Hate to burst the fun bubble but never do anything where someone can get hurt, honest pranks are OK but know what type of people you're dealing with and  where that line exists.


----------



## shichangchu (Dec 4, 2010)

One of my favorite stories was completely unintentional. At my work place, we were doing a Filipino marketing event. There were some ingredients I couldn't get from my current purveyors so I had to go shopping at some Filipino and Asian markets. I was doing this on Monday, my day off, and I was by myself. I'd done this before. I would stop in and get the company credit card, go do the shopping, and return with the ingredients and card. 

As I'm walking through one of the markets getting all my stuff, I see a great sale on live blue crabs at only $1.99/lb. It was a one day only thing and they were some great looking crabs so I picked four of the scrappiest looking ones. I figured I'd buy them with my own money and give them to the executive chef and the other sous chef as a nice gesture. They're both big crab fans. I get out the market and make my way back to work. They're in a brown paper bag I started going around the building to a few of the managers and employees and I'd say "Hey, check out what else I found." They would be startled for a second and then usually laugh about it when the bag opened and these four angry crabs are shaking their claws at them.

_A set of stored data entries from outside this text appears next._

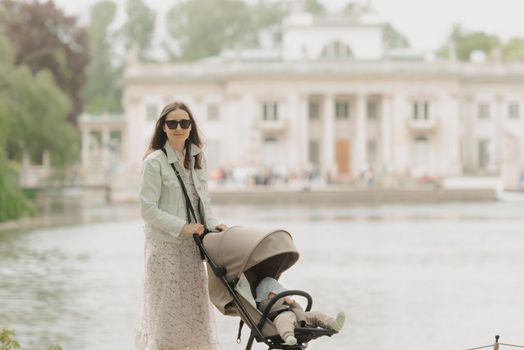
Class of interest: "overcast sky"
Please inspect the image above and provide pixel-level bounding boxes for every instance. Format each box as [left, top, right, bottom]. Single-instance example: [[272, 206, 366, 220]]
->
[[54, 0, 524, 52]]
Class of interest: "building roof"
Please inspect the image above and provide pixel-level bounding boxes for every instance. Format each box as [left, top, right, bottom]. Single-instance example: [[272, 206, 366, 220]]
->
[[122, 60, 524, 85]]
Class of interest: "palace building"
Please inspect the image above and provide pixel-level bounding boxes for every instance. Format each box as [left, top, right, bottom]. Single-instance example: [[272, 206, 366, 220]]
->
[[81, 1, 524, 197]]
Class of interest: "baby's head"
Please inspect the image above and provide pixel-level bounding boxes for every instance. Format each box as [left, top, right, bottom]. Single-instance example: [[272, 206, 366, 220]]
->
[[255, 277, 288, 302]]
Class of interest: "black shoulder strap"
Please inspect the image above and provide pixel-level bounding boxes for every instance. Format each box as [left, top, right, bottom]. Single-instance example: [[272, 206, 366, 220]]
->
[[160, 148, 199, 224], [236, 319, 244, 344]]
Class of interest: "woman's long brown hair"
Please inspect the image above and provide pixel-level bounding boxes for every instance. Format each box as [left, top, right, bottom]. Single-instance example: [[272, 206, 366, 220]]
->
[[144, 102, 203, 169]]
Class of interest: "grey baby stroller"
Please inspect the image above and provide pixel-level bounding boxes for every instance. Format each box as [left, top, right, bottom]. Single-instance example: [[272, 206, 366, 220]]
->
[[194, 226, 338, 350]]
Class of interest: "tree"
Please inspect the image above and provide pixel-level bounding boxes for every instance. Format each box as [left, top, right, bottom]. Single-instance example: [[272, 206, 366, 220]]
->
[[343, 1, 364, 16], [1, 0, 89, 124], [439, 24, 500, 61], [305, 0, 327, 15], [250, 0, 287, 47], [82, 0, 122, 114], [383, 23, 410, 49], [0, 35, 34, 221], [0, 32, 79, 169], [165, 0, 260, 60], [502, 37, 524, 62], [121, 0, 156, 60]]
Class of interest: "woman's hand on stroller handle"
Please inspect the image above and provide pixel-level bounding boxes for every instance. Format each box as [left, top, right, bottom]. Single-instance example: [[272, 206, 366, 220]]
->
[[182, 223, 205, 236]]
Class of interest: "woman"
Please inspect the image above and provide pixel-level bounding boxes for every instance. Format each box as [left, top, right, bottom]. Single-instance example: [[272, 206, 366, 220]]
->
[[136, 102, 226, 350]]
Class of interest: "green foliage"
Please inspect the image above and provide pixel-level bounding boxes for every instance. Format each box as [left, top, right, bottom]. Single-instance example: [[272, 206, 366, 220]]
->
[[2, 63, 79, 167], [122, 0, 156, 60], [1, 0, 89, 124], [249, 0, 287, 47], [0, 329, 62, 350], [439, 24, 524, 62], [82, 0, 122, 114], [439, 24, 501, 61], [0, 35, 34, 221], [0, 329, 20, 350], [383, 23, 410, 49], [46, 346, 62, 350], [501, 37, 524, 62], [165, 0, 261, 60], [305, 0, 327, 15], [0, 153, 36, 222], [343, 1, 364, 16], [0, 33, 77, 220]]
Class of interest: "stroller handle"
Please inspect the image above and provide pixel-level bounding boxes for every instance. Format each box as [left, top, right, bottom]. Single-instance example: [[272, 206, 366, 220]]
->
[[257, 290, 313, 331]]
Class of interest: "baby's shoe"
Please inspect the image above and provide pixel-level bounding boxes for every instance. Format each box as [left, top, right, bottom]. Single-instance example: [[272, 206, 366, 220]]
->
[[330, 312, 346, 332], [284, 335, 297, 346]]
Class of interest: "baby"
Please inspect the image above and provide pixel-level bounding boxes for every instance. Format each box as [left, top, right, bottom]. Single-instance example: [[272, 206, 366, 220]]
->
[[255, 277, 345, 346]]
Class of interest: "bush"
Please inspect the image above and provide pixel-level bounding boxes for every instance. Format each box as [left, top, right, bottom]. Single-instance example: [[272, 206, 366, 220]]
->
[[0, 329, 61, 350]]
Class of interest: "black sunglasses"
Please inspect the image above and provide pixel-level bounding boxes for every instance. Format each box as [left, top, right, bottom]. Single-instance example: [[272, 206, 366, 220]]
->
[[165, 119, 192, 129]]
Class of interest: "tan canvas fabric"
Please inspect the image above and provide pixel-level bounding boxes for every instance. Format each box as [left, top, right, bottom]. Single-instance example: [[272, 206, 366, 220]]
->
[[204, 226, 299, 315]]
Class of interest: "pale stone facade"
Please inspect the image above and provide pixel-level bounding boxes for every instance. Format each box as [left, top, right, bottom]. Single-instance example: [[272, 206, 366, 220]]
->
[[86, 6, 524, 194]]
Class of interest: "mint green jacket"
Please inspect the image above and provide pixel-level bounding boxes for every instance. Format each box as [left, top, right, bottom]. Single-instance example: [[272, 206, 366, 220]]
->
[[139, 142, 219, 241]]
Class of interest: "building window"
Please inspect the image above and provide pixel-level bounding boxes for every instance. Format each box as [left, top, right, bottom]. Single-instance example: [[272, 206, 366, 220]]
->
[[262, 101, 278, 121], [308, 101, 320, 120], [90, 131, 102, 149], [320, 41, 353, 59], [109, 130, 121, 154], [412, 100, 429, 120], [207, 103, 220, 121], [508, 102, 520, 119], [367, 101, 378, 120], [367, 139, 377, 164], [145, 103, 158, 121], [261, 136, 280, 169], [478, 103, 490, 119], [335, 101, 350, 119], [478, 138, 490, 170], [309, 140, 320, 167], [412, 136, 431, 176]]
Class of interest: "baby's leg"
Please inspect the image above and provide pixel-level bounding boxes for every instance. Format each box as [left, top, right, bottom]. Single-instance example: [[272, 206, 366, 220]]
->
[[273, 311, 297, 341], [304, 311, 335, 329]]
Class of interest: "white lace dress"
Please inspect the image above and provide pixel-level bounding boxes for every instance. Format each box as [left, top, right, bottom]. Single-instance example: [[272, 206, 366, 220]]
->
[[136, 160, 221, 350]]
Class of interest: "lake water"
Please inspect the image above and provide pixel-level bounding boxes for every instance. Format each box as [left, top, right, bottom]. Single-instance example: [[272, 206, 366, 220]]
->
[[1, 201, 523, 350]]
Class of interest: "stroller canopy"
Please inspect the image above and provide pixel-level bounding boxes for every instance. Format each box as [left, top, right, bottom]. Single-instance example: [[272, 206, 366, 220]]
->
[[204, 226, 299, 315]]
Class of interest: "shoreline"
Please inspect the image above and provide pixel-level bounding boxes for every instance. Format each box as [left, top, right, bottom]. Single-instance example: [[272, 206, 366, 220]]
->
[[0, 188, 499, 232], [208, 187, 497, 205]]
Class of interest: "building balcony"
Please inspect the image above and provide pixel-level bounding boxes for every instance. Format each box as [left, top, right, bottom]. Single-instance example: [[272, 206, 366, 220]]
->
[[256, 118, 287, 132], [406, 116, 439, 132]]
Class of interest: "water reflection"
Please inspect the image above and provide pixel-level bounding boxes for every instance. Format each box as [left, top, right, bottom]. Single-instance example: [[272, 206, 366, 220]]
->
[[1, 201, 524, 350]]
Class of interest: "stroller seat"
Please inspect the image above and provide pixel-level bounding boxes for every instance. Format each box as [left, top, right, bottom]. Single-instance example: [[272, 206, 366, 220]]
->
[[195, 226, 339, 350]]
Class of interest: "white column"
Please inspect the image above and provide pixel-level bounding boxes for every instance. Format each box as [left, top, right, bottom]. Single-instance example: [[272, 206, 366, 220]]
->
[[102, 129, 110, 175], [322, 94, 335, 177], [125, 96, 142, 171], [286, 93, 298, 170], [354, 93, 368, 176], [223, 94, 237, 167], [299, 94, 309, 169], [287, 92, 306, 171], [392, 93, 409, 175], [494, 95, 503, 175], [243, 94, 258, 167], [381, 94, 392, 171], [462, 96, 474, 173], [444, 93, 462, 176]]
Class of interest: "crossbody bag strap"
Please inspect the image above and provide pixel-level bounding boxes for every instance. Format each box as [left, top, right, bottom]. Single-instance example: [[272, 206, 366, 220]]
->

The best part is this isn't even the good part of the story.

The chef and other sous chef were happy for these crabs was they were both leaving in about an hour and they decided they'd like to hold off till the next day before eating them. I decided to set up a little make shift enclosure for them in the office that the three of us shared. I filled a pan with 6" hotel pan with ice and put a 4" pan on top with a little water, a few bits of food, etc. Our big worry when we got in the next day that the crabs would be dead and our snack would be gone. Not from leaving them alone all night but these particular little buggers were especially ornery. Whenever they saw someone, they'd started gurgling and waving their claws violently. We were worried that our snacks would start a fight club and we'd be sharing one crab between the three of us the next day. We turned out the lights and hoped for the best.

Here was the fun part. The next day the head cook came in at 5:30 in the morning to work our Tuesday morning omelette station. All the burners and pans were kept in the office so he had a key. Here's the fun part, he didn't work on Monday so he had no knowledge of the crabs from the day before. He opens the office and decides to sit down for a couple minutes while finishing his coffee. For whatever reason, he didn't turn the lights one. After a minute, he starts hearing a gurgling noise. He started to get worried thinking it sounded like gas. He starts looking around the office and sees the hotel pans sitting on a table by the wall. He walks over and looks in where he see four crabs spitting and angrily waving their claws at him. He jumps back wondering if he was dreaming or not. He initially thought he was dreaming because he's allergic to shellfish and figured it was some sort of weird nightmare. When he realized he wasn't dreaming, his second question was "Why are there crabs in the office"?


----------



## mise (Aug 19, 2013)

lordbacon said:


> Anybody ever bread rubber bands, fry them, and give them to servers as calamari.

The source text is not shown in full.